断想さまざま

山村浩(哲学・大学非常勤講師・藤枝市在住・宇久村宏=ペンネーム)の日々の断想です。

温泉今昔 1、那須元湯

 ここは数百年の歴史のある古い共同湯で、建物の梁や柱から歴史の匂いがぷんぷん漂ってくる。私が行ったの五月の連休中で、かなり混んでいた。小さめの浴槽がたくさん並んでいたので、その中から比較的空いているのを選び、勢いよくザブンと入ろうとすると、「やめろ!」と悲鳴に近い声があがった。先客の老人がものすごい形相でにらんでいる。近くにいた別の客がやってきた。「この湯は50度もあるんだ。
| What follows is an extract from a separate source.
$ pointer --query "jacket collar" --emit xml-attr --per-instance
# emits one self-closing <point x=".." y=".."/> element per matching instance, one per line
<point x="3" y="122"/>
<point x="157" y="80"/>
入るときはゆっくり入らないといけない。でないとお湯がかきまぜられて、中につかっていた人が火傷しちゃう。それに、いきなり熱い湯じゃ入れっこないよ。湯船に温度表示がついてるだろう。順々にぬるいお湯から入っていくんだ。」なるほど、浴槽ごとにそれぞれ湯温が書かれている。湯船がたくさんあったのはそのためだったのである。言われたとおりにぬるい浴槽から入っていき、最後は50度のお湯にチャレンジしたが、三十秒と入っていられずにたちまち飛び出した。